1. One of the biggest factors in tunnel construction is the underlying geological conditions of the project site, which vary widely from one part of the world to another. In a city like New York, for example, you have a combination of subway tunnels below sea level that require boring through dense bedrock for many of the tunnels.
2. Working around existing infrastructure and land improvements makes a project far more expensive than it would be if you are building something new from the ground up. I worked in the planning and preliminary design phase of one major New York City project some years ago where 50% of the project cost related to the complexities of relocating utilizes without disrupting service, working around existing building foundations, and keeping the adjoining streets and subway lines open during construction. The project was never built because of the excessive cost.
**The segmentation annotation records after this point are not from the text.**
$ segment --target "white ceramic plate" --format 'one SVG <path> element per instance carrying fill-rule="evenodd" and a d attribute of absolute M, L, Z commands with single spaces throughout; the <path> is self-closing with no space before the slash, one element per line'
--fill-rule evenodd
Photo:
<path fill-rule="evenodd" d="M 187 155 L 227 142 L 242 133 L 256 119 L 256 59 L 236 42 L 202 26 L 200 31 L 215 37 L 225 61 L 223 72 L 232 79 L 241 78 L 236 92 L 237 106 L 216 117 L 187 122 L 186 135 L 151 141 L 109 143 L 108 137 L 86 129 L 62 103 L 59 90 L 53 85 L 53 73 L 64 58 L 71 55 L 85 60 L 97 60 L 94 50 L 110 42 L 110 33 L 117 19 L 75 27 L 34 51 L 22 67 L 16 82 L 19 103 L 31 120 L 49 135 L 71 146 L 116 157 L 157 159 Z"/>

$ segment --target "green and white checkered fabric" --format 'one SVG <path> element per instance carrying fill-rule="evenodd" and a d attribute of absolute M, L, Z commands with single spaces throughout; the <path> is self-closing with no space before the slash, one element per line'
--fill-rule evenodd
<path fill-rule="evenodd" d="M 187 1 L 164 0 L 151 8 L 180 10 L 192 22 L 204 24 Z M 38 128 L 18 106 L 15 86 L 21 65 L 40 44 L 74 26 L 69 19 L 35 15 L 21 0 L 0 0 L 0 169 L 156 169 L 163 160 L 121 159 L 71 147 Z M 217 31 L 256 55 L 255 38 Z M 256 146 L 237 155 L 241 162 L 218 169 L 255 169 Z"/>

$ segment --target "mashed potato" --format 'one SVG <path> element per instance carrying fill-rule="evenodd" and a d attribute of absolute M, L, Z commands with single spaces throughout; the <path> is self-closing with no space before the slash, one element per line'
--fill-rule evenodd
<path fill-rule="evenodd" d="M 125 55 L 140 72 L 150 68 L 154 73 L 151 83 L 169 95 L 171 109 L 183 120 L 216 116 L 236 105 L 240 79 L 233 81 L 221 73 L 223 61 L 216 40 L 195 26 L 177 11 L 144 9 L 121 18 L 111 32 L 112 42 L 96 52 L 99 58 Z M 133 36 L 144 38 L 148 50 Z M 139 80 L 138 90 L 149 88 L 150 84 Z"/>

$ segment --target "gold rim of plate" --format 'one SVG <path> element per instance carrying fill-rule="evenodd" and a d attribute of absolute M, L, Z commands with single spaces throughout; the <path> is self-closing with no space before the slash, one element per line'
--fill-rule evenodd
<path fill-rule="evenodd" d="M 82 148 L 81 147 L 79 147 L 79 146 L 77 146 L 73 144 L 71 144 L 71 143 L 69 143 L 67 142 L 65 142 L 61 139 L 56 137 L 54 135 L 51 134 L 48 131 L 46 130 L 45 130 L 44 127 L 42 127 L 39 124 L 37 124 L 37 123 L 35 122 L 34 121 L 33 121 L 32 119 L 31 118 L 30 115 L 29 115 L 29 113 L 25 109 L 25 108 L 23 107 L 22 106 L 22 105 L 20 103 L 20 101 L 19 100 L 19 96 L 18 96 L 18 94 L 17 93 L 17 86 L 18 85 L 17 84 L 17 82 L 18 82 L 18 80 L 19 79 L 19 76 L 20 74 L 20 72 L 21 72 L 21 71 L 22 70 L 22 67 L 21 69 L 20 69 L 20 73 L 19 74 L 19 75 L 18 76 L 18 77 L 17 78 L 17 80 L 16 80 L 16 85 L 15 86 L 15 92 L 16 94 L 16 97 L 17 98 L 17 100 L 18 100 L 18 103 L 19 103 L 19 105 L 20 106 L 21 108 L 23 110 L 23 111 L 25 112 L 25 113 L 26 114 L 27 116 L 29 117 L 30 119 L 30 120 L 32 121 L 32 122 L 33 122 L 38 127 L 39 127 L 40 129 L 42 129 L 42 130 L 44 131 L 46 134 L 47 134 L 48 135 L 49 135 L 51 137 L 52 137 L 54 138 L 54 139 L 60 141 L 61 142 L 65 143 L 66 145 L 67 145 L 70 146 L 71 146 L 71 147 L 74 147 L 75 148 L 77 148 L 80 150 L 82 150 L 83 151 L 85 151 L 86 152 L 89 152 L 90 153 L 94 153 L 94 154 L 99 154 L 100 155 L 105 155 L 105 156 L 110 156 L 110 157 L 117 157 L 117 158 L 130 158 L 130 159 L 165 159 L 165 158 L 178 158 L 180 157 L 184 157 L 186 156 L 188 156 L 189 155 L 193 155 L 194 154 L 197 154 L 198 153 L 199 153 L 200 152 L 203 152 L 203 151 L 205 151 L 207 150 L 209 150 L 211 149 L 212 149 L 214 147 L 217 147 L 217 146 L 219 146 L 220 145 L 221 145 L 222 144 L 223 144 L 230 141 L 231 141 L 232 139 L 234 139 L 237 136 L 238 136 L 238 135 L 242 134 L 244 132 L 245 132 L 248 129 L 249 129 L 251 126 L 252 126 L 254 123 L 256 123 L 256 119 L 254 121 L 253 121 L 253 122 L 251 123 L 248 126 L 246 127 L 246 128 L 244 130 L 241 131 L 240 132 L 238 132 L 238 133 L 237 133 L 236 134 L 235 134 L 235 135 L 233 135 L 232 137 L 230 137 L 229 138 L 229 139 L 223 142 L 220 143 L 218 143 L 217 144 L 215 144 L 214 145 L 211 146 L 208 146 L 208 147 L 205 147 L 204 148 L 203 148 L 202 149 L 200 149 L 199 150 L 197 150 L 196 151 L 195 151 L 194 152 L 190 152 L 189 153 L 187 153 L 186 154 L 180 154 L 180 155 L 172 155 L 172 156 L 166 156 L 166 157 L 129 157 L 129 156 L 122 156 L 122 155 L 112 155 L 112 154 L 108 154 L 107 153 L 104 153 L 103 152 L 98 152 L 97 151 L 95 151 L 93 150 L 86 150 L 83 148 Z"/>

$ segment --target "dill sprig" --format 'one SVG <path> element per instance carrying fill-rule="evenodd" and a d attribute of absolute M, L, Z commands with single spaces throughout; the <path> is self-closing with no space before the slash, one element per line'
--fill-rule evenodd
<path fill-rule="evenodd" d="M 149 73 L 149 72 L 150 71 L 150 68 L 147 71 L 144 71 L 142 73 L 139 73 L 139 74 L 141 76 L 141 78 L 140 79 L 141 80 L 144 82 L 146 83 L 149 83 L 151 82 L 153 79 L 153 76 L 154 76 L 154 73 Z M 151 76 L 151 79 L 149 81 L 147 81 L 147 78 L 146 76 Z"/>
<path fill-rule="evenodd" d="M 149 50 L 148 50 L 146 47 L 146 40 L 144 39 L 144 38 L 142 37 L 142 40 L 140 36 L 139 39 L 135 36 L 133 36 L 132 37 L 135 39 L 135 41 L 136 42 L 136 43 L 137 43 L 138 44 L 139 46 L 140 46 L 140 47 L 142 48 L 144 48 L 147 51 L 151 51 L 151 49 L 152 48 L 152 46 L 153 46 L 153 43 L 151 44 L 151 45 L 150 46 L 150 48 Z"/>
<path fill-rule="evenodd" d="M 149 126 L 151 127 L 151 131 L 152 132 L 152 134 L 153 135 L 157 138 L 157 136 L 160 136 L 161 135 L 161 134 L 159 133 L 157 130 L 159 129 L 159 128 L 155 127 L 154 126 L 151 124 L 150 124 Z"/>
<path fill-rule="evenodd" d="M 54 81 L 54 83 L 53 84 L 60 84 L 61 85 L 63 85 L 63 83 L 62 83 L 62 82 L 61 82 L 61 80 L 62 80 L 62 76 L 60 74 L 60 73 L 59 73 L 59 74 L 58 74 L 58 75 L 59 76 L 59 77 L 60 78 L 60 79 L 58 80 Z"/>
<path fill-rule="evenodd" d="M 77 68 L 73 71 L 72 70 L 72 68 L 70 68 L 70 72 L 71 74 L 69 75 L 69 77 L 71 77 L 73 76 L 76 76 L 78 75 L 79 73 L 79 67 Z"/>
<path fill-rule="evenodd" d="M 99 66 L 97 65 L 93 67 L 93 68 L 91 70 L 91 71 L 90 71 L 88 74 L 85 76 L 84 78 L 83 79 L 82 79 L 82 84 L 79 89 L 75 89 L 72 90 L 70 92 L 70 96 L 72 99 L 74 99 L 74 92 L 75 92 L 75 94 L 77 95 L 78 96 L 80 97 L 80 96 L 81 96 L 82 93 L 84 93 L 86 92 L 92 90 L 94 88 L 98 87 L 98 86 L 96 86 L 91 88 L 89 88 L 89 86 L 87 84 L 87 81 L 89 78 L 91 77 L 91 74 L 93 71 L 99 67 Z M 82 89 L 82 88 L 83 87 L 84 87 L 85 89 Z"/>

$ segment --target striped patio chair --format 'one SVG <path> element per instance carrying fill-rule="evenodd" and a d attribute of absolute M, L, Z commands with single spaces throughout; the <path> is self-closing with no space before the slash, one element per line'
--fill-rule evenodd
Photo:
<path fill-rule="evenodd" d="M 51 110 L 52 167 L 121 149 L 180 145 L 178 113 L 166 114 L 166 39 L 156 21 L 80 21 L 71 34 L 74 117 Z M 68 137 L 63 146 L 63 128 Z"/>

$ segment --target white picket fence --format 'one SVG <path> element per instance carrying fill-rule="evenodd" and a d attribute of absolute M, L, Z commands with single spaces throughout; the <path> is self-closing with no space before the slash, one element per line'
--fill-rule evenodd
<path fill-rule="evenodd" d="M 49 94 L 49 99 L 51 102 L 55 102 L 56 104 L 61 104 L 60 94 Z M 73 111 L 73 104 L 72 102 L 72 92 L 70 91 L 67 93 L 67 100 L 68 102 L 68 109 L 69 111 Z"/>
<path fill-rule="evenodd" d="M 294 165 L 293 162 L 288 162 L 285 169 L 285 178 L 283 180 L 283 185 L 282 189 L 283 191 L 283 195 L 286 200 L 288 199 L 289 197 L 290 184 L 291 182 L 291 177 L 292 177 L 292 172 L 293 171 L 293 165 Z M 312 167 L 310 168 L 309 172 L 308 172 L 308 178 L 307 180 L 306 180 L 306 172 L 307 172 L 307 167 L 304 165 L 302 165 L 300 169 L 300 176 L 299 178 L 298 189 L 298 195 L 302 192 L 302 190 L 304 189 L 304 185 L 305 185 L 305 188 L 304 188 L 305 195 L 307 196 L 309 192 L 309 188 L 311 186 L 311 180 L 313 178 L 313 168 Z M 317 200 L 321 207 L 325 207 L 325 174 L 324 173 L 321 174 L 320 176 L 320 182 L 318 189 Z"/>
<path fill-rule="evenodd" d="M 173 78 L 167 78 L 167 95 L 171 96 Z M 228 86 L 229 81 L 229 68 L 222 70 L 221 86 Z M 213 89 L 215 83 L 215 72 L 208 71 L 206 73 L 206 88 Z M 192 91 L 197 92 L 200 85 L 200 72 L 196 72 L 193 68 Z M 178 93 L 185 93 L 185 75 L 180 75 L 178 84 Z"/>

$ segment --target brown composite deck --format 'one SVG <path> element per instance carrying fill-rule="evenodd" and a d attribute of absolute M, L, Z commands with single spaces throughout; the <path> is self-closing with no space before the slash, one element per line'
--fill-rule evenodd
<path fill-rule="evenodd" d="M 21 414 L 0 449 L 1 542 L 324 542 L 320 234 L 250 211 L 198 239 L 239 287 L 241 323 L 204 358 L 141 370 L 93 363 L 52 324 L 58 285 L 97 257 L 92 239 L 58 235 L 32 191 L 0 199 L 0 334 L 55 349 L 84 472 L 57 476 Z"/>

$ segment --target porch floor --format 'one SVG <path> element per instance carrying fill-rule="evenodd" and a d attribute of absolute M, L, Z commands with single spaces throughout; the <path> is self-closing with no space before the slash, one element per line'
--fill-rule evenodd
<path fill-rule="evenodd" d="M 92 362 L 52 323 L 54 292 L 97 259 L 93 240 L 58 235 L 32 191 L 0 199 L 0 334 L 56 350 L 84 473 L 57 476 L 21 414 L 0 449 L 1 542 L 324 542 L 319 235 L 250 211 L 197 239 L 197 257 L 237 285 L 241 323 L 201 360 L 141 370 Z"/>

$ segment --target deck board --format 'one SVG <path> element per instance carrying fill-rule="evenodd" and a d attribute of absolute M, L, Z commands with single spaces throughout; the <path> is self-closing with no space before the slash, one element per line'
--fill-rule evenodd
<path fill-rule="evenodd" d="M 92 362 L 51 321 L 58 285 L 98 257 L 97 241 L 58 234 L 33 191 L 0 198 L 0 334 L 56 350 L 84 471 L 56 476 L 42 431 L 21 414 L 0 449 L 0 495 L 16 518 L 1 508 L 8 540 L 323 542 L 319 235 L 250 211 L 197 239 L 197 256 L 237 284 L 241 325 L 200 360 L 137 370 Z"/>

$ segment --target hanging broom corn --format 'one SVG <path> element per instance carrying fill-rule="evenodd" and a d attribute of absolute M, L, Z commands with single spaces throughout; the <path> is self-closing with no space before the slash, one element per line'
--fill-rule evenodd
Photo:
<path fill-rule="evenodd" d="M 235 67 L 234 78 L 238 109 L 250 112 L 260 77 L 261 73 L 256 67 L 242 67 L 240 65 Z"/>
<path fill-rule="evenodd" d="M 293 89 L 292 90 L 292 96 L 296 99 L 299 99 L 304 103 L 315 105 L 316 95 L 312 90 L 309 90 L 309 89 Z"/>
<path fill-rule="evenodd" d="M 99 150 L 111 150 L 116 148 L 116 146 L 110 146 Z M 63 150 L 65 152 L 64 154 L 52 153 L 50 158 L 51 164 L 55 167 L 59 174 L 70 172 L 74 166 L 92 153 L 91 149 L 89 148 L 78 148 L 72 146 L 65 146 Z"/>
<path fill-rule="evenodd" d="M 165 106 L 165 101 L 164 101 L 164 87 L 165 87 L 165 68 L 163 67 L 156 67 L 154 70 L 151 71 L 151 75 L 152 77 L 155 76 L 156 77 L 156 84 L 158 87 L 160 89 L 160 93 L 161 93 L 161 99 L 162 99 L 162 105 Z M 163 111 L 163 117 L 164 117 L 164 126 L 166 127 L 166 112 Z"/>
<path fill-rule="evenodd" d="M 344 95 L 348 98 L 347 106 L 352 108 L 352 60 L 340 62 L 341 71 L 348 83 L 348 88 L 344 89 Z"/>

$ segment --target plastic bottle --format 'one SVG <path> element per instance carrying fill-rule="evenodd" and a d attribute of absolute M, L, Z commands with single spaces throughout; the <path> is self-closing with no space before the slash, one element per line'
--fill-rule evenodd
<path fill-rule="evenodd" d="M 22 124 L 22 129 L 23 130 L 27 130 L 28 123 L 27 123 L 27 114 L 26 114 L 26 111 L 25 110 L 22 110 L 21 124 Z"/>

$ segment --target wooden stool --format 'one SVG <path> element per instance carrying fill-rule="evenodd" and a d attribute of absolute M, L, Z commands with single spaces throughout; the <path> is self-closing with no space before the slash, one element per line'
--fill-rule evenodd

3. Many elements of large infrastructure projects have fixed costs that do not vary proportionately with the size of the project. There are economies of scale that apply to almost every stage of the planning-design-construction process. The cost of designing a one-mile tunnel, for example, is going to be substantially more than 1% of the cost of designing a 100-mile tunnel. And the one-mile project doesn’t use only 10 workers if the 100-mile project is done with 1,000 workers.